1965–1972. Phillips Exeter Academy Library, Exeter, New Hampshire. This piece was awarded the Twenty-five Year Award by the American Institute of Architects in 1997. This work features an awe-inspiring atrium lighting the masses of book corridors.

1967–1972. The Kimbell Art Museum in Fort Worth, Texas, features a series of barrel vaults that are intricately designed to entrain light within its interiors.

1972–1974. Franklin D. Roosevelt Four Freedoms Park, Roosevelt Island, New York, construction completed in 2012

1962-1974. The Jatiyo Sangshad Bhaban (National Assembly Building) in Bangladesh was Kahn's last project. It was developed from 1962 to 1974, and he never saw its completion. This building is part of the national complex designed by Kahn. Robert McCarter, the author of Louis I. Kahn, considers this as "...one of the twentieth century's greatest architectural monuments, and is without question Kahn's magnum opus."

Death and Legacy

In 1974, Kahn died of a heart attack in a restroom at Penn Station in Manhattan after just returning from a work trip from Ahmedabad, India. Due to police miscommunications in both New York City and Philadelphia, his wife was only notified of his death three days later.

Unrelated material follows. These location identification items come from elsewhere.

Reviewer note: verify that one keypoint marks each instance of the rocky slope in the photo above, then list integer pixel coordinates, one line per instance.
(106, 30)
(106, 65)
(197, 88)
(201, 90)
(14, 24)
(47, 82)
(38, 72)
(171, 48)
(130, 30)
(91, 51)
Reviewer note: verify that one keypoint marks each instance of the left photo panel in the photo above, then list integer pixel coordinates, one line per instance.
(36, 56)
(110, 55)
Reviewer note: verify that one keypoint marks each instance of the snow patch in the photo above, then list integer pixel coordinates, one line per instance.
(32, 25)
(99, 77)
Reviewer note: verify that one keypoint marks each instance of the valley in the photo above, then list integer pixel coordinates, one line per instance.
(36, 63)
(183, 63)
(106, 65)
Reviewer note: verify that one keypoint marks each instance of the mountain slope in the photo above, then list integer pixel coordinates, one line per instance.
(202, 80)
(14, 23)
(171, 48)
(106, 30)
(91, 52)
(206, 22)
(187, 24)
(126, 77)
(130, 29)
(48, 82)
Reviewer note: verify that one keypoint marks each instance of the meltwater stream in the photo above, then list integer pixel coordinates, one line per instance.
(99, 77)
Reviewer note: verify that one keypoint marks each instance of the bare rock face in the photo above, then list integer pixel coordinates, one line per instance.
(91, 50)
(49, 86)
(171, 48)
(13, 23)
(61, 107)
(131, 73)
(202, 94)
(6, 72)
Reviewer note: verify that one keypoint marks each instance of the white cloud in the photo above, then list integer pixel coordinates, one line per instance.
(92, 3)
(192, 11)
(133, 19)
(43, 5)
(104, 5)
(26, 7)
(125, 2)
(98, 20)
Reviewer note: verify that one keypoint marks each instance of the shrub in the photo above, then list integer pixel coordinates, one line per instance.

Khan died without much left on his finances. Unknown to many, his office has been struggling financially, but amidst this, Khan stayed true to his passion for delivering his architecture to the world.

Khan can be considered a philosopher aside from being an architect. He perfected his craft of making monolithic structures with clear distinction towards the relationship of spaces. He celebrates materiality by extensively using them in their own raw, unornamented states.

“If you think of Brick, you say to Brick, 'What do you want, Brick?' And Brick says to you, 'I like an Arch.' And if you say to Brick, 'Look, arches are expensive, and I can use a concrete lintel over you. What do you think of that, Brick?' Brick says, 'I like an Arch.' And it's important, you see, that you honor the material that you use. ... You can only do it if you honor the brick and glorify the brick instead of shortchanging it.”